Sunday, July 23, 2006
I co-hosted my niece's baby shower yesterday. She'd expecting a little boy, little Tristan. She concieved very close to the time I had Nova. When I found out she was expecting I volunteered to help my sister throw the shower. I was all excited at the time, but after losing Nova, I was a little less than enthusiastic. But I'd been the one to suggest it, and volunteered myself, and when it came time, I couldn't back out. I don't have it in me to back out on my responsibilities and leave someone else hanging. I admit though, I had to work myself up to walking out the door yesterday. I was afraid it would be too hard, that I'd fall apart and ruin the whole thing for my niece, while simultaneously looking like a damned fool. But talk myself into it I did, and I loaded the truck up with enough food to feed an army, and off I went.

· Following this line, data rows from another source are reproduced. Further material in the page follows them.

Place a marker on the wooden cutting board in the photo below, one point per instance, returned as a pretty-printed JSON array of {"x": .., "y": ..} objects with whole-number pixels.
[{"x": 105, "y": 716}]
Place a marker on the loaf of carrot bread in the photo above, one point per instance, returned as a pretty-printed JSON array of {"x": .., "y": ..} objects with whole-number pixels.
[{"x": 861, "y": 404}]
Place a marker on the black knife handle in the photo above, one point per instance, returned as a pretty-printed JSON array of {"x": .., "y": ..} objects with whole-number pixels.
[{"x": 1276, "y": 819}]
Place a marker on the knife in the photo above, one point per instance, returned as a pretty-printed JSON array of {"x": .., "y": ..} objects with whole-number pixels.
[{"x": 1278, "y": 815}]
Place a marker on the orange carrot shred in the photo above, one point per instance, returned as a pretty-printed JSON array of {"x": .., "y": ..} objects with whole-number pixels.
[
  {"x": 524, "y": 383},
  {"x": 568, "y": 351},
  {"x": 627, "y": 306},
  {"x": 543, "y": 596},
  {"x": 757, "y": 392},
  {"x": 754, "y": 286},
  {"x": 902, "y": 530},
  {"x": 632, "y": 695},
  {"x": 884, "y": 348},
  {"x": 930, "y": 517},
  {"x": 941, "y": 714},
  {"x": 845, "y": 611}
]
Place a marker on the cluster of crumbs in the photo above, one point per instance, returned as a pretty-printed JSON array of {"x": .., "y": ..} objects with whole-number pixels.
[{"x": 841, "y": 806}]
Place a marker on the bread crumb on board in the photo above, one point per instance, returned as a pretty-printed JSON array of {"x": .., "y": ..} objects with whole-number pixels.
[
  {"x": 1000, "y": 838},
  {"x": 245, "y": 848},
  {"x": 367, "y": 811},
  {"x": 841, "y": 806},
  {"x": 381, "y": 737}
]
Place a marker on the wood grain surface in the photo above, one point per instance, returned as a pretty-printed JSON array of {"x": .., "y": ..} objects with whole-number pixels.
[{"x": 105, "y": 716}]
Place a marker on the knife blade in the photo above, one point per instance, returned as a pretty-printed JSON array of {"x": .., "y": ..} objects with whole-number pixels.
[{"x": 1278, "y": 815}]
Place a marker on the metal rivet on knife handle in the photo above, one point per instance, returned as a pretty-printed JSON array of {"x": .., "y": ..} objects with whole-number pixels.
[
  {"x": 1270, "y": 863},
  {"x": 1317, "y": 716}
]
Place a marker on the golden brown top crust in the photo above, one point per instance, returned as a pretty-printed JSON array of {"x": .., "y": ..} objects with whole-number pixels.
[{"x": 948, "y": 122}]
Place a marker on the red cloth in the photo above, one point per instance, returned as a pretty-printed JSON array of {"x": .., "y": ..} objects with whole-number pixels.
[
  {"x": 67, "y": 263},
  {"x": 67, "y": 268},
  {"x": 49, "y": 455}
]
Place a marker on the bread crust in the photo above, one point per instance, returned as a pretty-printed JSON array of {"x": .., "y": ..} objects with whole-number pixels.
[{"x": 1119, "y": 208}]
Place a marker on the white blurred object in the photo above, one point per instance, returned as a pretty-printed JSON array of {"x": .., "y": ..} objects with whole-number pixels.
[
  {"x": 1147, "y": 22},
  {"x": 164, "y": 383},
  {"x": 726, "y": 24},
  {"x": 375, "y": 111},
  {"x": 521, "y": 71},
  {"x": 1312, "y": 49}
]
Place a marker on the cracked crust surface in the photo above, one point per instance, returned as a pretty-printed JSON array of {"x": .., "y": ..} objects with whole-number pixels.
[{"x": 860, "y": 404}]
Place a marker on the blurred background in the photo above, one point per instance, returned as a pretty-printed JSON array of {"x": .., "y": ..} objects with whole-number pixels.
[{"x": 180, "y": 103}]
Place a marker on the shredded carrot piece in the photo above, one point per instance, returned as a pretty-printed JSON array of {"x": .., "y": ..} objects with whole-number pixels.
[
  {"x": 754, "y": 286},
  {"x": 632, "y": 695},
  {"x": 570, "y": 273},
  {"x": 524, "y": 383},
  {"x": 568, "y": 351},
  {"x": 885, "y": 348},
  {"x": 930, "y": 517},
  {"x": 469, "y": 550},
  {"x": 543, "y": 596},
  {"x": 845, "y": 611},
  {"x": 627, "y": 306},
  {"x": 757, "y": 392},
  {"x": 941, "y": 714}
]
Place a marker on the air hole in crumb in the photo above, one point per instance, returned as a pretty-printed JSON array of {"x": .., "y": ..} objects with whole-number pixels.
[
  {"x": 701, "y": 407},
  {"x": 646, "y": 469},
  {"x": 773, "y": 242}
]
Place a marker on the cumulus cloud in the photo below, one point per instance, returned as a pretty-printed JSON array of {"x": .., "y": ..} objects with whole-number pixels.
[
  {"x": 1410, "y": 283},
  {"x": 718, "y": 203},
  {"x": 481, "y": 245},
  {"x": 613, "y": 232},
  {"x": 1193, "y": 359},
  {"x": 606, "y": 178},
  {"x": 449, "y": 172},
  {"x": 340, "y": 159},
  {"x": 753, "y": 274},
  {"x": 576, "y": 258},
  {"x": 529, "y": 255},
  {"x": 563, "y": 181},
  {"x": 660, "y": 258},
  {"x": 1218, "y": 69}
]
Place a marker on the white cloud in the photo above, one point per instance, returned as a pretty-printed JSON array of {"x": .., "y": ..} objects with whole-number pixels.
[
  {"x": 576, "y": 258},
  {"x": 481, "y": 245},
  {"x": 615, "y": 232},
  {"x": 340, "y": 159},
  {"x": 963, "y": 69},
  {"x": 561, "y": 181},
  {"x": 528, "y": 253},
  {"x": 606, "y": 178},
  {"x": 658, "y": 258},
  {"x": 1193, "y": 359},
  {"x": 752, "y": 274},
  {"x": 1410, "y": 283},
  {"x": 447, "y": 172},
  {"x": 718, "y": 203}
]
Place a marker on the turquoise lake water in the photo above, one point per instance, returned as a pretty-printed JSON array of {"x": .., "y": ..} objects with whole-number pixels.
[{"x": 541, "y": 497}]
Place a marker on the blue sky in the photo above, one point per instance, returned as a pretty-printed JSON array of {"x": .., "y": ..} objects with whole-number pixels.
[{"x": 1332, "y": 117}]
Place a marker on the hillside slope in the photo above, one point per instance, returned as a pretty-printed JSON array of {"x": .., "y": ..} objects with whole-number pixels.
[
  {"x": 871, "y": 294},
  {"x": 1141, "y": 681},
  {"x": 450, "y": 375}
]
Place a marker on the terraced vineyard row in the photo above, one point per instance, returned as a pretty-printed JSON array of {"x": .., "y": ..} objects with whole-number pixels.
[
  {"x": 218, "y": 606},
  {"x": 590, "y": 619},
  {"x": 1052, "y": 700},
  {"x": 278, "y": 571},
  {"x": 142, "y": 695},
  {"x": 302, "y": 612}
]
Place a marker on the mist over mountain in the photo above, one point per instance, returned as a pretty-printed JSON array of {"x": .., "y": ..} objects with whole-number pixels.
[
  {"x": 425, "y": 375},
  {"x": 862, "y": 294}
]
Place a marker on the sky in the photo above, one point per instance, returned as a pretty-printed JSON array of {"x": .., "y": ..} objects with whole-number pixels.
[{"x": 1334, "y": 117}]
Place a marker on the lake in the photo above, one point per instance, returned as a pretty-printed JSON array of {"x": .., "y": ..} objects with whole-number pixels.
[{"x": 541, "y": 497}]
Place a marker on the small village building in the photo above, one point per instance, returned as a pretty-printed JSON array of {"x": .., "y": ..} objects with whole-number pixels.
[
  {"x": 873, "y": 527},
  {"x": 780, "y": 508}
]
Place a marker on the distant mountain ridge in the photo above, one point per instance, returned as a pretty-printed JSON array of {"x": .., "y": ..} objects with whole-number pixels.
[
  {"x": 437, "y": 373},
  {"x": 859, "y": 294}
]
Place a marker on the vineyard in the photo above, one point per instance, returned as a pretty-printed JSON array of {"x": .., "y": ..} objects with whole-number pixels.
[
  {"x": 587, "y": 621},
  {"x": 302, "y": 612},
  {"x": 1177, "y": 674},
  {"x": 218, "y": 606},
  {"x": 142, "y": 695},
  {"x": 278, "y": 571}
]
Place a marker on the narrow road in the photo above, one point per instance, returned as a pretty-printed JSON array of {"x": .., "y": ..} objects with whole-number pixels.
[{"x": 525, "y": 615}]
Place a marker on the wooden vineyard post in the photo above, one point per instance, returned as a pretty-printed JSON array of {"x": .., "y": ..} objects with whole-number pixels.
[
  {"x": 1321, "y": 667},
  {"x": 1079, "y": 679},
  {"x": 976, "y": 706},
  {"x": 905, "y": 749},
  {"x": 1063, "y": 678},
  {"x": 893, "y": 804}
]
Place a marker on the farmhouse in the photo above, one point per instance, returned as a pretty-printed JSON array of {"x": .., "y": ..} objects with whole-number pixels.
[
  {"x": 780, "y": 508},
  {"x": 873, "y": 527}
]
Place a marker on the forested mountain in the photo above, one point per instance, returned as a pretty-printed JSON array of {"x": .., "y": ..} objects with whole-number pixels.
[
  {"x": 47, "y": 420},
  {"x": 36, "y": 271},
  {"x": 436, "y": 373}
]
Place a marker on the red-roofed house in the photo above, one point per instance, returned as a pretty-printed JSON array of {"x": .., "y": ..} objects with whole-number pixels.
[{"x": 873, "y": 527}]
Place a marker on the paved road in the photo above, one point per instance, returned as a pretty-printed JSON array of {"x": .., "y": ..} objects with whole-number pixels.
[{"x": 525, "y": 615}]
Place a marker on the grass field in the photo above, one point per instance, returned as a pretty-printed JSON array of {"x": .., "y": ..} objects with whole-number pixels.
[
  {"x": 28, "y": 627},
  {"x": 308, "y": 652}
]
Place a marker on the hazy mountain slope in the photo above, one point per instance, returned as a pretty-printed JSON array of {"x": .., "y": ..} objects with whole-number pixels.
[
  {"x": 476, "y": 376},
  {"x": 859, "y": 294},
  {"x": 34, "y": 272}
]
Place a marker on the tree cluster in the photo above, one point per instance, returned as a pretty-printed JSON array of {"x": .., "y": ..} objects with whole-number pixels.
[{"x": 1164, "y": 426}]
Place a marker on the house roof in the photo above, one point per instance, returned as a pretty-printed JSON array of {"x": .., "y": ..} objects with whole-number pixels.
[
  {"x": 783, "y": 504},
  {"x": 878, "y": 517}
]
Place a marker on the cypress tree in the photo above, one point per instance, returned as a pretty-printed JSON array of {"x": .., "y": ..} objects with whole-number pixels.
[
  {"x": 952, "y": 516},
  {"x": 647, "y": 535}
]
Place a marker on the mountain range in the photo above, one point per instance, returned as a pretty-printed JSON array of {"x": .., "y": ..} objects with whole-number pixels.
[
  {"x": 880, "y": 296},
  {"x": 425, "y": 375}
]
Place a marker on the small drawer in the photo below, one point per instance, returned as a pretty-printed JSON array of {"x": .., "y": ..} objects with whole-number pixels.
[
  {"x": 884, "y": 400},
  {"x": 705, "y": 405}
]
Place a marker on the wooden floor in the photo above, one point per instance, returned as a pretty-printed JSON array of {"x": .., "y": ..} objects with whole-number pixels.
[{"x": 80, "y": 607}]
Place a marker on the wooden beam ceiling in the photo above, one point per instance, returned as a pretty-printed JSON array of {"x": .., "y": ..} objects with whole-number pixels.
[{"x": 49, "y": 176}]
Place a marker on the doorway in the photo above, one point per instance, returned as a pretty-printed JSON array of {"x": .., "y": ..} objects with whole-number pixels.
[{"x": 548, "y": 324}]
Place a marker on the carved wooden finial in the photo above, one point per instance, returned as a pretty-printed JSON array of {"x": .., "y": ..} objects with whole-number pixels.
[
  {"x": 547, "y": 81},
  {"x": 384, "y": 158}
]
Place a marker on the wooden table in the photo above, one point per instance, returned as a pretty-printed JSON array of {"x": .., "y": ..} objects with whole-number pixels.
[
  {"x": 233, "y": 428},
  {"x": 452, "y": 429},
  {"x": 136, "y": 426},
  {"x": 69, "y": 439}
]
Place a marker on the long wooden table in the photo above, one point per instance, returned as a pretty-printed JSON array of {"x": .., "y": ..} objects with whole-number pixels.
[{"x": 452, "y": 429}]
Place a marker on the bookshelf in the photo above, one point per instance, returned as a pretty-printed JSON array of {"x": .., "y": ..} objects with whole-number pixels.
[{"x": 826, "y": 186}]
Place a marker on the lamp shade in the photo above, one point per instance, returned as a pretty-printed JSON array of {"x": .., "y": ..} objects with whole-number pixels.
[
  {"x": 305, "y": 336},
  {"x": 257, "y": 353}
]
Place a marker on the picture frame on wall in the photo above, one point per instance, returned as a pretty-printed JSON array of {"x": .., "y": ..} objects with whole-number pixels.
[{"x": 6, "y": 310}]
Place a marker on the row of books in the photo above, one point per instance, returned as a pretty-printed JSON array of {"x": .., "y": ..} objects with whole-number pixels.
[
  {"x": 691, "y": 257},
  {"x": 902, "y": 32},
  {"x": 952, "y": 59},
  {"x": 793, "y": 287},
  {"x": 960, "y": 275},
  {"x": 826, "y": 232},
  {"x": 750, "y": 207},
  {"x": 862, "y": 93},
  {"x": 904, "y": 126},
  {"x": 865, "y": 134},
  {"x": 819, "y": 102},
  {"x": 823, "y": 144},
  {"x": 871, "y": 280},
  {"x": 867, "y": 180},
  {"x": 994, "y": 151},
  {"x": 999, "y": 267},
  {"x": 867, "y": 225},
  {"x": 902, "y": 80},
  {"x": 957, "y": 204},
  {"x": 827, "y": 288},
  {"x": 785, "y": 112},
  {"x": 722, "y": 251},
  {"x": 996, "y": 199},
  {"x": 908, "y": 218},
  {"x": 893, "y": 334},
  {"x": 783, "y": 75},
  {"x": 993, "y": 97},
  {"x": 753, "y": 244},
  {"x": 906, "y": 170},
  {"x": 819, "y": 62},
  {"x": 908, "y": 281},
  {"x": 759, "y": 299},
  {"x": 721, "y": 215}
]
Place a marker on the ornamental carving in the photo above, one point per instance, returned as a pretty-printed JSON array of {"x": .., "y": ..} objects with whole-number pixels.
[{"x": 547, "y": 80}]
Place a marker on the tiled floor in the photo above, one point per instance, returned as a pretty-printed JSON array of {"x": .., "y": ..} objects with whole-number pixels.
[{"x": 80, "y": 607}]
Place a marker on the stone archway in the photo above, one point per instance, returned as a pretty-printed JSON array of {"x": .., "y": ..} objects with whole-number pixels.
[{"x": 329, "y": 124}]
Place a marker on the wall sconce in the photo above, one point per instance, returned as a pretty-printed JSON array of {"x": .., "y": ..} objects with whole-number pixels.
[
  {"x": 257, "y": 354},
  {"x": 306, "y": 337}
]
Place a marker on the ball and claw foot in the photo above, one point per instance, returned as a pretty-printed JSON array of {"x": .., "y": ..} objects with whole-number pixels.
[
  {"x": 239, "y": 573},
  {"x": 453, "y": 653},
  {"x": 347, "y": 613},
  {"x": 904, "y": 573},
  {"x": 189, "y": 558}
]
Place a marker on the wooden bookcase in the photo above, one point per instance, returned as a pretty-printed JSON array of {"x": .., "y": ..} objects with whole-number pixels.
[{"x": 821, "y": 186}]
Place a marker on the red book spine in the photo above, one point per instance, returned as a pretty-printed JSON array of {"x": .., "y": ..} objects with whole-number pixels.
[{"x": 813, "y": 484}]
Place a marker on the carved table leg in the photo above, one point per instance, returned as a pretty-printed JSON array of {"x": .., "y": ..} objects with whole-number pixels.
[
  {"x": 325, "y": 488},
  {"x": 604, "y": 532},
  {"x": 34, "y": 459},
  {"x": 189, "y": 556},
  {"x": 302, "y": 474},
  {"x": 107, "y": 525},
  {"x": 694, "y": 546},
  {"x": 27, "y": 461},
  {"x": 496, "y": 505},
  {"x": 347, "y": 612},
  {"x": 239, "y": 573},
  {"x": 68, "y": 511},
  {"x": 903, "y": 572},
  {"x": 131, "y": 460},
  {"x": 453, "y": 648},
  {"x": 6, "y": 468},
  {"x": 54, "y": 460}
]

I actually enjoyed myself, a lot. I don't get out of the house often, let alone for a day of all girl fun. We chitted and chatted and played silly games and laughed and poked fun of the mom-to-be and at each other and joked and handed out gifts and it was all around good.
There were moments. Tough ones I mean. Like when she pulled out a tiny little pair of socks - blue and white with paw prints. Nova had a pair just like them, I bought a friend of mine a pair similar to them JUST because they were like the ones Nova had. But the bad moments were outnumbered greatly by the good and I ended up being glad I'd done it. Sometimes I just have to push myself to do things because I work them up in my head to be potential disasters.
Of course all hell broke loose at home while I was gone, and the rest of the night was a mess, augmented with glasses of rum and Coke. But it all ended with my husband and I talking on the porch, both feeling a little tipsy and mellow, and watching a thunderstorm whose mood seemed to match our own. It was a great ending to the day.